A Quick Tutorial on Clustering for Data Science Professionals

Karan Pradhan 19 Apr, 2023 • 8 min read

This is article was published as a part of the Data Science Blogathon.

Welcome to this wide-ranging article on clustering in data science! There’s a lot to unpack so let’s dive straight in.

In this article, we will be discussing what is clustering, why is clustering required, various applications of clustering, a brief about the K Means algorithm, and finally in detail practical implementations of some of the applications using clustering.

What is Clustering?

In simple terms, the agenda is to group similar items together into clusters, just like this:

Let’s go ahead and understand this with an example, suppose you are on a trip with your friends all of you decided to hike in the mountains, there you came across a beautiful butterfly which you have never seen before. Further, you encountered a few more. They are not exactly the same but similar enough for you to understand that they belong to the same species. Now here you need a lepidopterist(the one who studies and collects butterflies) to tell you exactly what species they are, but there is no need for an expert to identify a similar group of items. This way of identifying similar objects/ items is known as clustering.

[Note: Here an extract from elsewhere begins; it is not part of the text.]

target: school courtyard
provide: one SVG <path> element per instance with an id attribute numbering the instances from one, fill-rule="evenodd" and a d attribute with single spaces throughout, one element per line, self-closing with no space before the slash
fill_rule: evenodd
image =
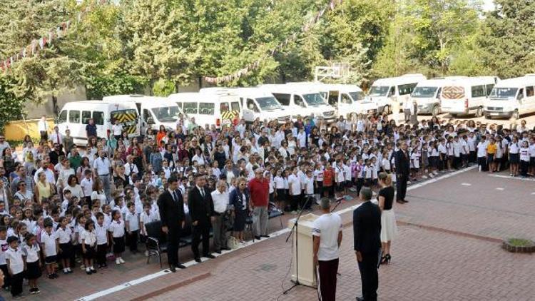
<path id="1" fill-rule="evenodd" d="M 392 260 L 379 270 L 379 300 L 533 300 L 534 255 L 501 248 L 504 238 L 535 239 L 535 182 L 511 178 L 509 173 L 477 169 L 441 174 L 413 183 L 409 203 L 394 203 L 399 235 L 392 243 Z M 352 207 L 355 199 L 337 208 L 345 228 L 337 300 L 360 295 L 360 277 L 352 252 Z M 143 254 L 125 257 L 121 266 L 88 276 L 76 269 L 59 279 L 41 278 L 39 300 L 314 300 L 313 288 L 291 285 L 292 246 L 285 243 L 290 216 L 270 221 L 269 239 L 213 260 L 193 261 L 189 248 L 180 249 L 188 267 L 171 273 L 157 260 L 146 264 Z M 163 257 L 166 266 L 165 255 Z M 25 291 L 27 290 L 25 288 Z M 2 294 L 6 296 L 9 294 Z M 9 298 L 9 297 L 8 297 Z"/>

Why is Clustering required?

So Clustering is an unsupervised task. Unsupervised means the ones in which we are not provided with any assigned labels or scores for training our data.

classification and clustering — Classifications versus Clustering

Here in the above figure on the left, we can see that each instance is marked with different markers which means it’s a labeled dataset for which we can use the classification algorithms like SVM, Logistics Regression, Decision Trees, or Random Forests. On the right side if you observe it is the same dataset but without labels so here the story for classifications algorithms ends(i.e we can’t use them here). This is where the clustering algorithms come into the picture to save the day!. Right now in the above picture, it is pretty obvious and quite easy to identify the three clusters with our eyes, but that we not be the case while working with real and complex datasets.

Various applications of Clustering

1. Search engines:

You may be familiar with the concept of image search which Google provides. So what this system does is that first, it applies the clustering algorithm on all the images available in the database available. After which similar images would fall under the same cluster. So when a particular user provides an image for reference what it will be doing is applying the trained clustering model on the image to identify its cluster once this is done it simply returns all the images from this cluster.

2. Customer Segmentation:

clustering for customer segmentation — Customer Segmentation

We can also cluster our customers based on their purchase history and their activity on our website. This is really important and useful to understand who our customers are and what they require so that our system can adapt to their requirements and suggest products to each respective segment accordingly.

3. Semi-supervised Learning:

When you are working on semi-supervised learning in which you are only provided with a few labels, there you could perform clustering algorithms and generate labels for all instances falling under the same cluster. This technique is really good for increasing the number of labels after which a supervised learning algorithm can be used and its performance gets better.

4. Anomaly detection:

Any instance that has a low affinity(Measure of how well an instance fits into a particular cluster) is probably an anomaly. For example, if you have clustered the user based on the request per minute on your website, you can detect users with abnormal behavior. So this technique is particularly useful in detecting any manufacturing detects or for some fraud detections.

5. Image Segmentation:

If you cluster all the pixels according to their colors, then after that we can replace each pixel with the mean color of its cluster, this might be helpful whenever we need to reduce the number of different colors in the image. Image segmentation plays an important part in object detection and tracking systems.

We will look at how to implement this further.

A Brief About the K-Means Clustering Algorithm

Let’s go ahead and take a quick look at what the K-means algorithm really is.

Firstly, let’s generate some blobs for a better understanding of the unlabelled dataset.

import numpy as np
from sklearn.datasets import make_blobs

blob_centers = np.array(
    [[ 0.2,  2.3],
     [-1.5 ,  2.3],
     [-2.8,  1.8],
     [-2.8,  2.8],
     [-2.8,  1.3]])
blob_std = np.array([0.4, 0.3, 0.1, 0.1, 0.1])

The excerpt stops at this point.